L’art du portrait (de soi)

Éric Chevillard, Dino Egger, 2011, couverture

«Ma vie sentimentale est un cimetière sis dans un désert, au-delà de la mer de glace. Je n’ouvre plus un livre à l’exception des rébarbatifs registres de l’état civil. Les voyages que j’entreprends, tournés vers l’unique objet de mes recherches, ne me laissent aucun loisir pour le tourisme : je n’ai rien vu d’Amsterdam, de Lisbonne, de Chicago, d’Oulan-Bator. Je n’ai rien vu de Prague que les treize logements de Kafka auxquels me conduisit — donc — une fausse piste. On me dit qu’il y a des canaux à Venise, ah bon ? Mon toucher subtil m’attirait des compliments au tennis et au piano, j’ai dû renoncer à les pratiquer, aujourd’hui je les confonds un peu.»

Éric Chevillard, Dino Egger. Roman, Paris, Éditions de Minuit, 2011, 153 p., p. 90.

L’art du portrait, en sombre

Nicolas Ancion, Les ours n’ont pas de problème de parking, éd. de 2011, couverture

«Il tourna la tête pour scruter la rue, son visage ressemblait à une carapace de crabe, rouge et luisante, qu’on aurait fichée sur un vieux manteau usé et des épaules tombantes. Au milieu de l’animal, un nez crochu comme une pince de crustacé et deux yeux minuscules, retranchés au fond d’un entonnoir de rides.

[…]

Quel âge est-ce qu’il pouvait avoir ? Avec les cheveux blancs qui lui jaillissaient des oreilles et les pattes d’oie qui lui bouffaient la moitié du visage, je lui aurais donné cent ans ou presque. Quoique. Après le coup du crachat et à sentir son odeur de vieux fauve en fin de chasse, je ne lui aurais rien donné du tout. Pas même prêté, à vrai dire. Un bon bain chaud, à la limite, mais sans garantir l’état de la baignoire à la fin de l’opération. Il avait une véritable tête de crapule et des ongles d’oiseau de proie, aussi longs qu’ils étaient noirs et pointus. Le genre d’homme au long cours dont l’existence n’avait pas dû couler paisiblement.»

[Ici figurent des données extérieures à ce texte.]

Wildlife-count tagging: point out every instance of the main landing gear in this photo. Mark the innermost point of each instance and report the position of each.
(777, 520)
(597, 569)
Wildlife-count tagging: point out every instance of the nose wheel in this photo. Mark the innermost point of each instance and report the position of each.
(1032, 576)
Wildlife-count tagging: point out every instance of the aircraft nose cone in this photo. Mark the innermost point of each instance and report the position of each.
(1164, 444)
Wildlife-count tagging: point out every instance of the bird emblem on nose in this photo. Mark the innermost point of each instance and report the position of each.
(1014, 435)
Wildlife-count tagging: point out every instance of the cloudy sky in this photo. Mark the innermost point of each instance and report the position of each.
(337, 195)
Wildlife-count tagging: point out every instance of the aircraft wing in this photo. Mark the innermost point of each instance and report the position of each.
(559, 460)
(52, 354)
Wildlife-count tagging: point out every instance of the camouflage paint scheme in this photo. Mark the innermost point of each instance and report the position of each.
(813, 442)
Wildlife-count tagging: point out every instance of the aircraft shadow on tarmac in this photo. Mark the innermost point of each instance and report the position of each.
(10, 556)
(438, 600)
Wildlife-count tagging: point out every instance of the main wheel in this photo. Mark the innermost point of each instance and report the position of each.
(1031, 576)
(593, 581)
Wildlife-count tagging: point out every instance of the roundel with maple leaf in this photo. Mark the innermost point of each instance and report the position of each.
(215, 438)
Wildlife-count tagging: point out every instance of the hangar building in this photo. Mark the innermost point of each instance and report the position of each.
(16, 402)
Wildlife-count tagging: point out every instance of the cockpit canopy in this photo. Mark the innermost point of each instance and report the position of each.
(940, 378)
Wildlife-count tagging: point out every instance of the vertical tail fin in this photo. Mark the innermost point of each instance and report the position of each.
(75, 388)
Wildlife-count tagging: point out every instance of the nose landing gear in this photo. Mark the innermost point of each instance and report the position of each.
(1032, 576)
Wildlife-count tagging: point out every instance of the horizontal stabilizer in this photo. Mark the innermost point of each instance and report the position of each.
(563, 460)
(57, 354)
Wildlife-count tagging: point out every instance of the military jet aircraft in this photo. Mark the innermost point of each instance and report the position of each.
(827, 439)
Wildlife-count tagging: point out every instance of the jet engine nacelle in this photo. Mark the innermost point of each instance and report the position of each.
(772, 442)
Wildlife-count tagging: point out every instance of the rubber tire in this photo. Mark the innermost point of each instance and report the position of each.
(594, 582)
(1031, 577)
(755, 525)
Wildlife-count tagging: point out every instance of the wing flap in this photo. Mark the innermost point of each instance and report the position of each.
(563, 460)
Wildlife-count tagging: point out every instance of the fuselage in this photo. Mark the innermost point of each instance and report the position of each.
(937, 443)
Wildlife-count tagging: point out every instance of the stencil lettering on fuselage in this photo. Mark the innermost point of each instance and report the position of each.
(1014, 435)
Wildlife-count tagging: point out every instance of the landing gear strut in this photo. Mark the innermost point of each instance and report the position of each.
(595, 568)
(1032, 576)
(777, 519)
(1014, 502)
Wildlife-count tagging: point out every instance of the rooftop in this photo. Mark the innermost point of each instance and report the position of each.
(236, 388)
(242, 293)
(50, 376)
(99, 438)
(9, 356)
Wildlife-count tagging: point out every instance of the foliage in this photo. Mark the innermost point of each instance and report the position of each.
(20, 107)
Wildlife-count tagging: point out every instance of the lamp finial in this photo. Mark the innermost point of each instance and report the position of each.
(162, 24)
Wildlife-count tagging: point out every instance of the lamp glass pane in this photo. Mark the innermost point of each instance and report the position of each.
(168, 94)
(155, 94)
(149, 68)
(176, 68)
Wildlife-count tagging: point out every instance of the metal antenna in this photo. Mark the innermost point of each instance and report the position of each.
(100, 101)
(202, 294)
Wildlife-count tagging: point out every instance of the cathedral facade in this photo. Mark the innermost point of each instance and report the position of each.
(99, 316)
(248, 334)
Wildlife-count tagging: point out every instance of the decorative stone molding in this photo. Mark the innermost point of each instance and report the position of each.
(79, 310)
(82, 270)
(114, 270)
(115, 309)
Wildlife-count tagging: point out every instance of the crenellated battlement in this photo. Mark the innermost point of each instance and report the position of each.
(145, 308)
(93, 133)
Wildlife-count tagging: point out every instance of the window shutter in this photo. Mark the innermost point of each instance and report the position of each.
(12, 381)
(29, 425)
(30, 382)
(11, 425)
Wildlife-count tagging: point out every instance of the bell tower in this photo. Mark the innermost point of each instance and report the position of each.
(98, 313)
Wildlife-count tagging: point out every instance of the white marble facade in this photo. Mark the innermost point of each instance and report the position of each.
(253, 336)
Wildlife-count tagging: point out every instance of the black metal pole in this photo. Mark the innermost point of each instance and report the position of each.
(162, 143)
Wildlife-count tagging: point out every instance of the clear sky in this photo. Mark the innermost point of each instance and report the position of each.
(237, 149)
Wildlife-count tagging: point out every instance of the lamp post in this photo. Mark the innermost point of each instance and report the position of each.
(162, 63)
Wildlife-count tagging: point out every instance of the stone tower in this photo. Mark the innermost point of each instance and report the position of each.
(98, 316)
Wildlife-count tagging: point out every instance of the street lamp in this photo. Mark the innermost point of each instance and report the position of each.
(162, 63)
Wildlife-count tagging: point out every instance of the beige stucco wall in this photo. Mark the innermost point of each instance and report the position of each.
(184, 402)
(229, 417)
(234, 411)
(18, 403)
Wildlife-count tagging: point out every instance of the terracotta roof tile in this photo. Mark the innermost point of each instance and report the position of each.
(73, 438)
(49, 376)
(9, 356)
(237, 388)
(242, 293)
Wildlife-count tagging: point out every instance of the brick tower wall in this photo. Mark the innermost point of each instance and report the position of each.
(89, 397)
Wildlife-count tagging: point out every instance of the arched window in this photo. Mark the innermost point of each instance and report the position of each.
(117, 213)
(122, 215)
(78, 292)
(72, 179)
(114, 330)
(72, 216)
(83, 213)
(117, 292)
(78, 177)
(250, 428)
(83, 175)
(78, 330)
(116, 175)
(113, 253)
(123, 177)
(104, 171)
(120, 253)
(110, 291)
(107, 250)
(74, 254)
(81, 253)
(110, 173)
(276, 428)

Nicolas Ancion, Les ours n’ont pas de problème de parking, Saint-Cyr sur Loire, publie.net, coll. «Fiction 17», 2011. Édition numérique. Édition originale : 2001.

L’art (chirurgical) du portrait

 Éric Chevillard, Dino Egger, 2011, couverture

«Dino Egger craint surtout de renaître sous les traits cireux et lisses de ces momies vivantes retouchées au scalpel que l’on dirait couvertes d’un film plastique et qui n’ont plus ni expression ni âge, puis autant de difficulté à sourire franchement que la paupiette ficelée.»

Éric Chevillard, Dino Egger. Roman, Paris, Éditions de Minuit, 2011, 153 p., p. 150-151.